Es gab zunächst keinen Strom und kein fließendes Wasser. 100 Kinder lebten in der Siedlung.
NEUENWEGE – Kein Strom, kein fließendes Wasser, keine Kanalisation – und für alle doch das Paradies auf Erden: Vor 80 Jahren wurden am Butenweg in Neuenwege zwölf Häuser für kinderreiche Familien gebaut.
Marie Gräfe (84) war ein Kind von etwa 100, das an der südlichen Stadtgrenze ein neues Zuhause fand. Mit sechs Geschwistern wuchs sie auf, als Kinder tobten sie über die Wiesen und Felder und genossen die Freiheit der Jugend. Wenig Jahre später wurde dann eine Stromleitung verlegt und die Oberleitungen direkt an die Häuser angeschlossen. Das Wasser wurde aus Brunnen gepumpt und in Eimern zu den Wohnungen gebracht, erzählt die 84-Jährige. Einen Wasseranschluss gab es erst 1962. Als Toiletten dienten Plumpsklos, die hinter den Häusern im Garten standen. 1971 steuerte erstmals auch die städtische Müllabfuhr die Siedlung an, die übrigens auf einer zwei Meter starken Moorschicht gebaut ist, was die Statiker vor einige stellte.
Warum die Nationalsozialisten damals für die kinderreichen Familien die Häuser so weit von der Innenstadt weg an der nur 300 Meter entfernten Stadtgrenze zum Landkreis Oldenburg bauen ließen, weiß man nicht. Doch die Randlage hat den Kindern und den Bewohner nichts ausgemacht. Auch der weite Weg zur Grundschule Drielake am Schulweg war kein Hindernis. Heute werden die wenigen Kinder, die noch am Butenweg leben, mit dem Schulbus pünktlich um 7.15 Uhr abgeholt und mittags wieder nach Hause gebracht. Eine Herausforderungen Verbindung in die Stadt gab es früher über den Bahnhaltepunkt Neuenwege, der 1967 aufgehoben wurde, ab 1973 fuhr die Buslinie 316 bis in die Siedlung. Mittlerweile tut sie das nicht mehr, sondern biegt zum Kloster Blankenburg ab. Im Zentrum des Straßenrings, der den Butenweg bildet, kletterten die Kindern auf drei Bunkern rum, die erst 1979 abgerissen wurden. Dann wurde ein hübscher Spielplatz angelegt, der nun aber vor wenigen Jahren mit neuen funktionalen Spielgeräten bestückt wurde – sehr zum Verdruss der Anlieger.

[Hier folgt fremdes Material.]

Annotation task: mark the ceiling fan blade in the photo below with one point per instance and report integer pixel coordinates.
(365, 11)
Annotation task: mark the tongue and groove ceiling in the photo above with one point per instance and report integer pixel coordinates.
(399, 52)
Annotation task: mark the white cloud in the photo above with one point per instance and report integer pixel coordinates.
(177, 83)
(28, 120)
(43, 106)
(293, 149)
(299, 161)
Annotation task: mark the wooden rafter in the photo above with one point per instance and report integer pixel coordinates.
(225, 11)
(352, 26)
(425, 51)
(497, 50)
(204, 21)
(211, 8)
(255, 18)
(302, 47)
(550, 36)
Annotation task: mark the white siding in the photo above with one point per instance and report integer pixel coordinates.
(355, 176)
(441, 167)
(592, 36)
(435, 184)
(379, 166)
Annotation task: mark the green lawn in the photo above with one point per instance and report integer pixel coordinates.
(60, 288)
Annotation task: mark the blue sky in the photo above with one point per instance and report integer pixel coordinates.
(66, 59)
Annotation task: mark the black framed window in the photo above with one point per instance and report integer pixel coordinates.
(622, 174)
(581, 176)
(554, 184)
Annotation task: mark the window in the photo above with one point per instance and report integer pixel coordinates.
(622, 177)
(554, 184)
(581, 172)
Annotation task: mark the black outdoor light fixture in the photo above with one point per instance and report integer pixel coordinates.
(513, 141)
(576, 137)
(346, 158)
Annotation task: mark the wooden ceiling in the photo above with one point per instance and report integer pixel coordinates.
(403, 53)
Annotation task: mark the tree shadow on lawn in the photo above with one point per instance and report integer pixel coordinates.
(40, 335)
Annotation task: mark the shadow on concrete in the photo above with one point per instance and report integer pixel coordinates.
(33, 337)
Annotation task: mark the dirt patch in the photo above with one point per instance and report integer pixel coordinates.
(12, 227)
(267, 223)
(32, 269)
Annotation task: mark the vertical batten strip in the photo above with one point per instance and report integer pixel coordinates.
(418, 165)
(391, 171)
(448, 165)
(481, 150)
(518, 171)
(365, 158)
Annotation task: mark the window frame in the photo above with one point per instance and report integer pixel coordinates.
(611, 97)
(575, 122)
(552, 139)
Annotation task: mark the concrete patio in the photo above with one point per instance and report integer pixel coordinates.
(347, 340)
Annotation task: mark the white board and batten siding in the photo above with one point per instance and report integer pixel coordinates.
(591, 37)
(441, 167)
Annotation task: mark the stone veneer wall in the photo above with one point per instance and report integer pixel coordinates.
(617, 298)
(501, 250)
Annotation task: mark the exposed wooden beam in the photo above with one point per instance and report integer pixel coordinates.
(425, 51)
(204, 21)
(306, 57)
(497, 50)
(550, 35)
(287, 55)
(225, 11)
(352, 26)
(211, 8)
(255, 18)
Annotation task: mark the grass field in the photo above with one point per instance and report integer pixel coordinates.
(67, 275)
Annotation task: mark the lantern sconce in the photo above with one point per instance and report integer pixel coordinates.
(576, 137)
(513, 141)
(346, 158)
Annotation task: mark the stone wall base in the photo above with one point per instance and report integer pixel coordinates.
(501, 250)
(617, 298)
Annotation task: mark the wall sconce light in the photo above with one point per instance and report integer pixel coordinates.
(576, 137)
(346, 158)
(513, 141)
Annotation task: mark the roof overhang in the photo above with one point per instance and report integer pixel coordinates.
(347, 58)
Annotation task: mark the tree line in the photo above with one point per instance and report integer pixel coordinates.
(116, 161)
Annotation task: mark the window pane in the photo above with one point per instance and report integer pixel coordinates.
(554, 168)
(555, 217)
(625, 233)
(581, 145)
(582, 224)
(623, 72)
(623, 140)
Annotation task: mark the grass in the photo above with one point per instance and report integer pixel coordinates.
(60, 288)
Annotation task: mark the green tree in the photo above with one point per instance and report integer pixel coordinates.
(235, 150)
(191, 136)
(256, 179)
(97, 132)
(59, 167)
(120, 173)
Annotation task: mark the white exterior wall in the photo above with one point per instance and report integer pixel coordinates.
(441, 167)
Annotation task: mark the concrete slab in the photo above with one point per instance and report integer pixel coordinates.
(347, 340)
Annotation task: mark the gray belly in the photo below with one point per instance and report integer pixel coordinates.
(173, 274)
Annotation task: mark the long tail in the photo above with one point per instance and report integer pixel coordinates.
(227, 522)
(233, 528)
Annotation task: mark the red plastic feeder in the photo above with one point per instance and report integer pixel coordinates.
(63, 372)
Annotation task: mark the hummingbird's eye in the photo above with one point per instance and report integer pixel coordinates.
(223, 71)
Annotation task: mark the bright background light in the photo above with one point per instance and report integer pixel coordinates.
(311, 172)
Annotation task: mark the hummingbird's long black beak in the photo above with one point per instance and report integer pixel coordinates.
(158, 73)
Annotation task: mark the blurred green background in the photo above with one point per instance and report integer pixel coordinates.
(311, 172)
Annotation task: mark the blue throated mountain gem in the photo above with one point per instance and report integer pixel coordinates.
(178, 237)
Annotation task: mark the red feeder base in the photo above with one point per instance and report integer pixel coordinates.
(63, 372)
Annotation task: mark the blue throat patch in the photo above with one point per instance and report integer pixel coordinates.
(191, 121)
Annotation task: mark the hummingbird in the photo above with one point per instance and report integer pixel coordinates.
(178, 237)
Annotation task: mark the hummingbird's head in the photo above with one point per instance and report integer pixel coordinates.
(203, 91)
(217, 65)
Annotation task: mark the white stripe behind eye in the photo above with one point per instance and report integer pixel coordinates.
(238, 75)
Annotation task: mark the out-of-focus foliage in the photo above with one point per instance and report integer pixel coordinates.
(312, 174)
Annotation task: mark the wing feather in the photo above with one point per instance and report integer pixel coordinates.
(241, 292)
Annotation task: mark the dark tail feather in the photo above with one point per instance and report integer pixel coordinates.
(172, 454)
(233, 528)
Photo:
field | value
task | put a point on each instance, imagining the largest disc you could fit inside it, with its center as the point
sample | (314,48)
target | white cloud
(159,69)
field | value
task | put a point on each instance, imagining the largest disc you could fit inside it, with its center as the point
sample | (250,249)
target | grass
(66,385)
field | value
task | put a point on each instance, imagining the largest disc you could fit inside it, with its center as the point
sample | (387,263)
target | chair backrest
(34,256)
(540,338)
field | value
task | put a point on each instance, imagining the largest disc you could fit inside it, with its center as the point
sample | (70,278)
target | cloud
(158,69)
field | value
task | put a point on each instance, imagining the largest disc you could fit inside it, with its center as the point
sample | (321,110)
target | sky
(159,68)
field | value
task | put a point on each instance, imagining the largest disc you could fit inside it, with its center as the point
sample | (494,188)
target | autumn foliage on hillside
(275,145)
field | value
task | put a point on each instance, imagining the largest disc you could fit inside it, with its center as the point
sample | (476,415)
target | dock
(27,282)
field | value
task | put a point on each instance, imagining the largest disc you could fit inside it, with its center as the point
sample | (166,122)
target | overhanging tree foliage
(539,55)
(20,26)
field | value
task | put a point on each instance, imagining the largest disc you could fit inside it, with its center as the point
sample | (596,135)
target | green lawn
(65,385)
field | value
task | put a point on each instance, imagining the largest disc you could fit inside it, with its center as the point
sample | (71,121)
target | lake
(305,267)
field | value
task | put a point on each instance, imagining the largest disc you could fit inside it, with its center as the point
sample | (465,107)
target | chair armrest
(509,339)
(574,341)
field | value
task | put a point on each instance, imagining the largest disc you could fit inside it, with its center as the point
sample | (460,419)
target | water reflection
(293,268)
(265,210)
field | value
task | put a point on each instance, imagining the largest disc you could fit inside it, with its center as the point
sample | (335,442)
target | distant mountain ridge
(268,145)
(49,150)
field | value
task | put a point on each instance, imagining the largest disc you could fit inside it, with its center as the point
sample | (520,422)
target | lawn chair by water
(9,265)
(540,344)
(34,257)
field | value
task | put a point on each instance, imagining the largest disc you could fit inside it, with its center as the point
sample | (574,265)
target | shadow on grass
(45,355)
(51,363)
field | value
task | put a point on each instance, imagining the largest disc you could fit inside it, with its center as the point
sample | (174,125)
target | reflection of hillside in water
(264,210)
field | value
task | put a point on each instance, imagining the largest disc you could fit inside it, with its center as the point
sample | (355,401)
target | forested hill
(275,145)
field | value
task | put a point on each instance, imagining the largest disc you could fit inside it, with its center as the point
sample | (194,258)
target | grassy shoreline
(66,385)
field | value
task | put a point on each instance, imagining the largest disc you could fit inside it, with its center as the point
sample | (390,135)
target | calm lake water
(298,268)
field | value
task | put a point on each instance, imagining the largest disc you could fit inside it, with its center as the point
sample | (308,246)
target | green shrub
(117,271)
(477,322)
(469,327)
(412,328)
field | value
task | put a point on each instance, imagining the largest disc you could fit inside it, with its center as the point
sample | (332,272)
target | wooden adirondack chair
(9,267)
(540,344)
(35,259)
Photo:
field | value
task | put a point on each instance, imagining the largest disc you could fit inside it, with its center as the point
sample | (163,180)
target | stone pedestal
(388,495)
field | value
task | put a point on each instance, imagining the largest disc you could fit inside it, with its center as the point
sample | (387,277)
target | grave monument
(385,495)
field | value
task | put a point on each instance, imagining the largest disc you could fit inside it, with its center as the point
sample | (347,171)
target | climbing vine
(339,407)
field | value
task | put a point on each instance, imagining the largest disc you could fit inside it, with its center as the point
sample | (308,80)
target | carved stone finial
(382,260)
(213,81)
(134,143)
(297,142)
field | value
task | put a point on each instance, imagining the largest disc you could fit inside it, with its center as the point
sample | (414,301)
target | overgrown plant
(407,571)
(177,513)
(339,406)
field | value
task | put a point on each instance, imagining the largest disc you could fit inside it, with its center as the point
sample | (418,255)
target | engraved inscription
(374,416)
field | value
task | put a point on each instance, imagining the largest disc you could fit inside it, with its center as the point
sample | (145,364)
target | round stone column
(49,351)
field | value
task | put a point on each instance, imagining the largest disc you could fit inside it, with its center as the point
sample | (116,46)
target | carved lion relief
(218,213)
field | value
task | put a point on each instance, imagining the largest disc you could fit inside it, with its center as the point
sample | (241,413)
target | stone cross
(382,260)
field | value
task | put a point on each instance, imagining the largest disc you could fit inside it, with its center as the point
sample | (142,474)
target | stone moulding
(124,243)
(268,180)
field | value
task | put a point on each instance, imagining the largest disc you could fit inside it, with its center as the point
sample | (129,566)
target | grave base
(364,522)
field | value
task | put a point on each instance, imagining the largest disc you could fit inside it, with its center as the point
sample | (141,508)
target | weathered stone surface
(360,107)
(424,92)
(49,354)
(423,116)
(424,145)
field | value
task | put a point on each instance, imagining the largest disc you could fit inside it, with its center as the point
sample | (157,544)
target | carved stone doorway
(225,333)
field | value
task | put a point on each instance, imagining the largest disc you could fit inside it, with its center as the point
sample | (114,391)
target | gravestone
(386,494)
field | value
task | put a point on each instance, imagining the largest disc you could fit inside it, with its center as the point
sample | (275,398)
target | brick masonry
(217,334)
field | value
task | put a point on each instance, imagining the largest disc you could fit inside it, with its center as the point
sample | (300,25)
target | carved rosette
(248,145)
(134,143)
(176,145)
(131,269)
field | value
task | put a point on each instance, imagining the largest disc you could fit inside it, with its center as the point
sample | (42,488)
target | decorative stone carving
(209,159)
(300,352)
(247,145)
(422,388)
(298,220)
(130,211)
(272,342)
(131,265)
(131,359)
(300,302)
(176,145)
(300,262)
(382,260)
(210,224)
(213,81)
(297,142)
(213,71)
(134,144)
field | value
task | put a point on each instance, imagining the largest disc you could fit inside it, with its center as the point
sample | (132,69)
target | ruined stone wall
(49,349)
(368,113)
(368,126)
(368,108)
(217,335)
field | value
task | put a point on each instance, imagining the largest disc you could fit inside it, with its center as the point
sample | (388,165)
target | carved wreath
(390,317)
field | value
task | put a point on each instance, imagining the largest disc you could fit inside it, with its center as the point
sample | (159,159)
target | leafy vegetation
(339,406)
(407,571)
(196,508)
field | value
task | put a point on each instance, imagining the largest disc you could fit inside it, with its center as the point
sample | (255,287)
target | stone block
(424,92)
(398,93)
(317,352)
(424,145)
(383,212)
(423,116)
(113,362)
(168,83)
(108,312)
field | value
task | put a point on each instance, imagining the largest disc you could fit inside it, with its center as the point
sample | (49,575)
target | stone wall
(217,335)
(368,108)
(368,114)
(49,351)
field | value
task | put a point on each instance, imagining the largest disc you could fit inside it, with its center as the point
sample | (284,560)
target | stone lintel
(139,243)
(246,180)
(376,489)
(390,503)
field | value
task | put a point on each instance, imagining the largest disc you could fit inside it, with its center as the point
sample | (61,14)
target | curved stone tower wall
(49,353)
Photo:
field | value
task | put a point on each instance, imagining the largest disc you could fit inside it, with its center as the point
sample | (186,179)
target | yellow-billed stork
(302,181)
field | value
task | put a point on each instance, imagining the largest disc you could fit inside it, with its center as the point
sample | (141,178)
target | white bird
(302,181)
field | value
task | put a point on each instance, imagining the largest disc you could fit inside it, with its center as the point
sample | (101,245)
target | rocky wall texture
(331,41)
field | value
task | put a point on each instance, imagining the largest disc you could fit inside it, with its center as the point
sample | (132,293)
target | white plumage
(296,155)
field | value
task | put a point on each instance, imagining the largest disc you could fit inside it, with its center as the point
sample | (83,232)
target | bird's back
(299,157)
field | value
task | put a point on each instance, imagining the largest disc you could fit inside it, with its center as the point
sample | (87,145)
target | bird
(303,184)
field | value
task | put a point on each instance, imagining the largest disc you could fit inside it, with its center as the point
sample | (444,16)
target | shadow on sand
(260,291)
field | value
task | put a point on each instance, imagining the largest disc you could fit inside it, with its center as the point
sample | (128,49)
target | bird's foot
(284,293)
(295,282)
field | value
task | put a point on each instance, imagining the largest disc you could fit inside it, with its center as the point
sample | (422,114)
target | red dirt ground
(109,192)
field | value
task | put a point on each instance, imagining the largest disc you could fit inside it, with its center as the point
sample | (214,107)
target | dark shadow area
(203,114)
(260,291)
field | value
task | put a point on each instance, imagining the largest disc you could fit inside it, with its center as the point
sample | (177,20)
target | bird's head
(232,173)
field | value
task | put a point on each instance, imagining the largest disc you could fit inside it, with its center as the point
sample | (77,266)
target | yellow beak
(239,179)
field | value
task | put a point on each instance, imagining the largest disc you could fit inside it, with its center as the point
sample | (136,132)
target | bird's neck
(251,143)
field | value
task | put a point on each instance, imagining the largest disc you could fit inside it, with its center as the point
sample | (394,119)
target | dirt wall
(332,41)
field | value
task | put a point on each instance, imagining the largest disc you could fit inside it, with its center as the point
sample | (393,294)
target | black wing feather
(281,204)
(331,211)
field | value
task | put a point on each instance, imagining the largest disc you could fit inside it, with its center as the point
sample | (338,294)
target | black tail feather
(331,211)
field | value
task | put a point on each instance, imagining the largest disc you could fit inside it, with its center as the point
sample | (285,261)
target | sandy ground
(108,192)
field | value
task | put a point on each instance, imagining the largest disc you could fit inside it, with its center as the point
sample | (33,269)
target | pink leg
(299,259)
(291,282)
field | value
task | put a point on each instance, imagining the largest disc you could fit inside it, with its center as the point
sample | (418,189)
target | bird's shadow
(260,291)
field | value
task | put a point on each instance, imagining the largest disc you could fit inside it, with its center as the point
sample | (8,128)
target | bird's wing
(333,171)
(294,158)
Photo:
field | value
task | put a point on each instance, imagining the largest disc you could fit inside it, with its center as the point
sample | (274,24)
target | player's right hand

Die gute Nachbarschaft hält bis heute. Kontakte werden gepflegt und man hilft sich gegenseitig, wenn Not am Mann oder der Frau ist. Es wird gemeinsam gefeiert, gegessen und gelacht. Doch nach und nach wandelt sich das Bild, der Generationswechsel ist im vollen Gang, weiß Günter Krooß, so etwas wie der Sprecher der Anliegergemeinschaft. Einige Häuser seien bereits verkauft worden. In den Anfangsjahren wurde mit Kohle, Holz und Torf geheizt, 1981 wurde eine Gasleitung verlegt. 1994 folgte der Anschluss der Siedlung an die Kanalisation.
Einschneidend war dann der Beschluss der Stadt im Jahr 2001, die Häuser zu verkaufen – Vorkaufsrecht hatten die Mieter, von dem bis auf einen alle Gebrauch machten. Marie Gräfe freut sich, auch im Alter in ihrer Siedlung wohnen zu können. Für größere Besorgungen holt eine Freundin die 84-Jährige mit dem Auto ab. Ansonsten rollt einmal in der Woche am Freitag um 17 Uhr der Bäckerwagen in den Butenweg. An ihm kann man mehr als Brot, Brötchen und Backwaren kaufen.
„Buten“ist übrigens Plattdeutsch und heißt übersetzt ins Hochdeutsche „draußen“– beim Butenweg, draußen an der Stadtgrenze, ist der Name Programm.